Publication number: CN117608800A
Application number: CN202311666485.3A
Authority: CN
Inventors: 王文逾; 吕俊哲; 赵欢; 吴睿; 郭威
Original assignee: Shanxi Data Technology Co ltd; Shanxi Yunshidai Technology Co ltd
Current assignee: Shanxi Data Technology Co ltd; Shanxi Yunshidai Technology Co ltd
Priority date: 2023-12-06
Filing date: 2023-12-06
Publication date: 2024-02-27

Abstract

The invention belongs to the technical field of scheduling algorithms, and discloses an intelligent scheduling backfill strategy mixed gradient lifting decision tree optimization method, which comprises the following specific technical scheme: a user submits a job script, which comprises resources required by the job and an operation script; searching a similar job set of the job to be tested by using a Catboost classification algorithm according to the job characteristics submitted by the user from a historical job library of the user to which the job belongs; in similar operation sets, a gradient lifting decision tree regression algorithm is used, and operation characteristics are combined to predict operation time required by operation; checking whether the current environment meets the job starting condition or not through the predicted value of the resource, if yes, starting the job, otherwise, queuing the job by a queue; the method uses the classification algorithm of Catboost and the regression algorithm of the gradient lifting decision tree to search a similar job set of the job to be tested from a historical job library, predicts the resources required by the job, optimizes the performance of a backfill scheduling strategy and increases the number of the backfillable jobs.

Description

Intelligent scheduling backfill strategy mixed gradient lifting decision tree optimization method

Technical Field

The invention belongs to the technical field of scheduling algorithms, and particularly relates to an intelligent scheduling backfill strategy mixed gradient lifting decision tree optimization method based on cross-domain super-computing interconnection.

Background

High performance computing (High Performance Computing, HPC) is a computing method that uses supercomputers, clustered systems, and other high performance computing technologies to address large-scale, complex scientific, engineering, and business issues. The operation level of industrial calculation, scientific calculation, intelligent calculation and the like is continuously expanded, and cross-domain super-calculation interconnection gradually plays a role.

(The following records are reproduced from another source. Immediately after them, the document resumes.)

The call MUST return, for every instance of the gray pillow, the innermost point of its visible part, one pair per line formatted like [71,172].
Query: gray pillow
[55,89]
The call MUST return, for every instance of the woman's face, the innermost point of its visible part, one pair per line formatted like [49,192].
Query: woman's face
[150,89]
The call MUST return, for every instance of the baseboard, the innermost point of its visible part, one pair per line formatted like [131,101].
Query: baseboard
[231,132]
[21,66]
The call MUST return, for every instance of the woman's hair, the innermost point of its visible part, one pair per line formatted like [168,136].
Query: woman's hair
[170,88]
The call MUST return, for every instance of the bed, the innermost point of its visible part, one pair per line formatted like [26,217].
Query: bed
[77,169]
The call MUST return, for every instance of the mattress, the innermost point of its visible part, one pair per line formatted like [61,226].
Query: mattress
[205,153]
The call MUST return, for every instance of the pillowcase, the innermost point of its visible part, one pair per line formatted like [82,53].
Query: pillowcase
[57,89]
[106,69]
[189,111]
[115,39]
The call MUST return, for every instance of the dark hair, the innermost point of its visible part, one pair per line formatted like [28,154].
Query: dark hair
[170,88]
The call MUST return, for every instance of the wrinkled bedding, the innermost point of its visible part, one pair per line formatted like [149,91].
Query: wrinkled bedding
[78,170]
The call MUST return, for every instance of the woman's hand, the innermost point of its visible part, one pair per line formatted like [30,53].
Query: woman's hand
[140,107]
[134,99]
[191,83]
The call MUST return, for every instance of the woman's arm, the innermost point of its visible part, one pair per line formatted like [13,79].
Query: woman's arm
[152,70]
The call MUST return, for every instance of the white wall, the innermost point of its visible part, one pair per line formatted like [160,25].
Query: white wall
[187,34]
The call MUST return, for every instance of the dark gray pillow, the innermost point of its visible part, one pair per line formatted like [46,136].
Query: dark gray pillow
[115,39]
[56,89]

Efficient job scheduling schemes are important for supercomputer centers to improve system metrics (e.g., utilization) and user metrics (e.g., turnaround time). The default approach used by current supercomputer centric job schedulers is essentially first come first served based. However, using only the first-come-first-serve method may result in serious fragmentation, resulting in waste of processor resources. Thus, most schedulers use a backfill policy. If the next queued job is not running because there are insufficient processors, the scheduler will still continue to scan the queue and select smaller jobs that are likely to utilize the available resources, thereby increasing the utilization of system resources.

The backfill policy, in turn, requires the runtime of the job to be obtained, whether knowing when the resources required for the current job to run can be met, or determining whether the job is eligible for backfilling. Thus, backfilling requires the user to provide a job run time estimate when submitting the job, and jobs beyond the user estimated time will be ended. However, a large number of facts prove that the user's estimation is often inaccurate. In particular, the user overestimates the run time of the job when submitting the job in order to avoid that the own job is ended without completion, which is very detrimental to the backfill strategy. Thus, how to provide a more accurate job run time for a scheduling system is the most interesting issue in current backfill scheduling strategies.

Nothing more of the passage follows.